Confinement : si vous vous ennuyez, pourquoi ne pas compter les pingouins ?

Les scientifiques cherchent des volontaires pour participer à des recherches, relate « Space ». Au programme, la quête de galaxies ou l’identification de pingouins.

Lecture, cuisine et séries en streaming rythment la vie de bien des Français, confinés à leur domicile à l’instar des trois milliards d’êtres humains reclus en raison de la pandémie du nouveau coronavirus. Si tourner les pages d’un livre ou casser des œufs commence à devenir lassant, la science peut vous aider à rompre la monotonie. Les projets de « science citoyenne » sont en effet légion : il est ainsi possible d’aider les chercheurs à mieux comprendre les galaxies ou encore à recenser les pingouins, le tout sans quitter son salon.

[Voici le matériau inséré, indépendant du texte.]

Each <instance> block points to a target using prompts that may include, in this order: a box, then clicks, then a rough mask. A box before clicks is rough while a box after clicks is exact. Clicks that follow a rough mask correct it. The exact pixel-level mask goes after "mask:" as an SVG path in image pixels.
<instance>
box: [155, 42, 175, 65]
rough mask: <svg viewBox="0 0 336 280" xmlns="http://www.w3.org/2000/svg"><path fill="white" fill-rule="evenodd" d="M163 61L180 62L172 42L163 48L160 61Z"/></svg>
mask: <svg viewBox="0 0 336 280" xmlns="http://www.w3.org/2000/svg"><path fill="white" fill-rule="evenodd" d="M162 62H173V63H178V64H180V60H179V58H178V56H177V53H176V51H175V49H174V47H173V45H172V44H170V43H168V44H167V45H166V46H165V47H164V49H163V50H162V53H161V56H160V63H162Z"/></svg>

Heather Lynch, chercheuse en écologie statistique à l’université Stony-Brook de New York, est par exemple liée à deux projets de « science citoyenne ». Leur but ? Mieux comprendre les pingouins. L’un des projets consiste à demander aux scientifiques en herbe d’identifier la présence de ces oiseaux sur des photographies prises automatiquement près de leurs colonies, explique le média en ligne Space.

Les biologistes repèrent les volatiles en passant des images satellites au peigne fin à la recherche d’excréments, que les scientifiques appellent guano. « Nous pouvons donc déterminer la superficie couverte de guano, et cela nous donne une très bonne estimation du nombre de pingouins qui se trouvent réellement dans la colonie », développe Lynch.

Détectives de pingouins

De telles estimations sont des données précieuses. « Même si les pingouins sont la faune la plus charismatique et peut-être la plus évidente à étudier en Antarctique, jusqu’à récemment, nous ne savions pas vraiment combien de pingouins il y avait en Antarctique », confirme la chercheuse.

Heather Lynch et ses collègues utilisent également des données recueillies par des systèmes orbitaux. Les satellites commerciaux garantissent par exemple des données assez détaillées, tandis que le programme Landsat de la Nasa offre une perspective de 40 ans sur les activités des pingouins. Enfin, Google Earth recueille des informations satellites accessibles au public et que les scientifiques citoyens peuvent parcourir.

L’objectif principal de l’initiative ? Fournir aux décideurs politiques de l’Antarctique des données plus complètes sur les populations de manchots. Or les scientifiques ont besoin d’aide pour localiser ces innombrables oiseaux et, pour cela, ils enrôlent ce qu’ils appellent des détectives de pingouins.

Zoo galactique

Mais si partir à la quête des déjections de pingouins n’est pas votre tasse de thé, la « science citoyenne » dispose d’une alternative : se lancer à la quête d’étranges et lointaines galaxies. Un programme recrute en effet des bénévoles depuis plus de dix ans pour classer les galaxies en fonction de leur forme. « Vous n’avez même pas besoin de savoir ce qu’est une galaxie », s’amuse Chris Lintott, astrophysicien à l’université d’Oxford. Et, bien que la forme ne soit pas difficile à déterminer, ce sont des informations précieuses à avoir.

« La forme d’une galaxie vous raconte son histoire : elle vous raconte quand elle a accumulé de la matière, quand elle est entrée en collision avec d’autres galaxies, quand elle a formé des étoiles et toutes sortes d’autres choses », argumente Chris Lintott. De quoi vous occuper jusqu’au 15 avril, minimum.